Besides being a disgusting habit at the o'devours table, the term "double dipping" can also refer to unfair pricing schemes that charge customers two separate fees for one product. It's very similar to micro-transactions in that the seller is splitting the actual cost of a product so that the buyer doesn't feel as if they are spending as much. I've also heard it mentioned recently when referring to MMO's that run multiple payment schemes. Usually, this occurs when a game charges a monthly subscription and also has a healthy micro-transaction market on the side. While most players aren't forced to to pay the two different fees there are advantages to for those who do.

I had been looking into Wizard101 recently since it was one of the few MMOs I had seen which used a collectible card game for combat. While this makes some of the battles much longer then other combat systems it also introduces a layer of strategy missing from most MMORPGs. However, I had been reluctant to try the game since I was dreading that the game would adopt a payment system of selling virtual booster packs of cards. If anyone has experience with real world trading card games then you know how expensive this payment method can get for the players. Even worse it gives a competitive edge to those willing to pour more money into the game.

I was relieved when I found out that Wizard101 would use a standard subscription model and only charge 10$ a month. It had even setup a free tier where a small portion of the game world was free to play. Unfortunately, the good news ends there since Wizard101 also uses a micro-transaction system which allows the purchase of a special currency called crowns. I'm not 100% against the idea of micro-transactions in a game as long as they aren't structured to give an advantage to players with more money. I think certain items like non-combat pets or special particle effects are fine if people want to add a status symbol to their avatar. However, the crowns in the game can be used to buy armor sets with stats on them. That's just makes me feel a bit uncomfortable with the game since developers could balance additional content around buying crowns.

This "double dipping" isn't just a problem with MMOs exploring new payment models either. If you look at large game companies like EA they are effectively using DRM controls to potentially double dip their customers. I have a couple classic games like Master of Orion 2 and Command and Conqueror which I have probably installed 15-20 times since I first purchased them. Sometimes it was because I bought a new computer, but other times it was because I had removed the program to make room on my PC. While storage space as increased greatly on modern computers so has the size of media files. It's not unrealistic to think that gamers might uninstall a game to make room on their machines and then want to reinstall it at a later date.

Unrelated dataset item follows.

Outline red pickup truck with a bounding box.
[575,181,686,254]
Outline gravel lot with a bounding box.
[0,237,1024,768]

I know I've been stuck on the DRM issue in Spore for two days now, but I think it has chilling implications for the entire PC market as a whole. After all if invasive DRM controls become standard I sure we'll eventually see them appearing in MMOs. But wait MMOs are subscription based, why would a company need to put DRM into one? Well you have to admit that some companies think they lose money when family members or room mates share accounts. DRM could easily limit gamers so that a MMO could only be patched onto one machine. After all most workplaces are required to have separate licenses for a single employee's laptop and desktop. It makes perfect sense to most corporate entities that the same logic should apply to game software. After all if a single company can convince people to re-buy a game after every three installs it's only a matter of time before they all start doing it. Except Stardock, those guys kick ass.

2 comments:

brenda said...

You should realize that Wizard 101 is a non-competitive environment. With no guilds, generic names you choose from a list, automatic grouping and so on, absolutely nobody knows or cares what kind of gear you have. There are no real goals in the game than having fun playing the card game.

The uber gear does help somewhat, but the only person who knows that it helped at all, is the wearer. It does make you somewhat better at soloing, but not game-shakingly so.

Jon said...

From all descriptions though it seems like the end game content is progressively more difficult compared to the earlier levels.

I was thinking that the purchase of crown armor sets might be a sort of crutch to make the end game more accessible. This would be especially true if the average player in the game tends to play cards randomly and needs uber gear to make up for a lack of understanding about the combat system.

I'll probably pick the game up eventually since it has such an awesome fashion sense though.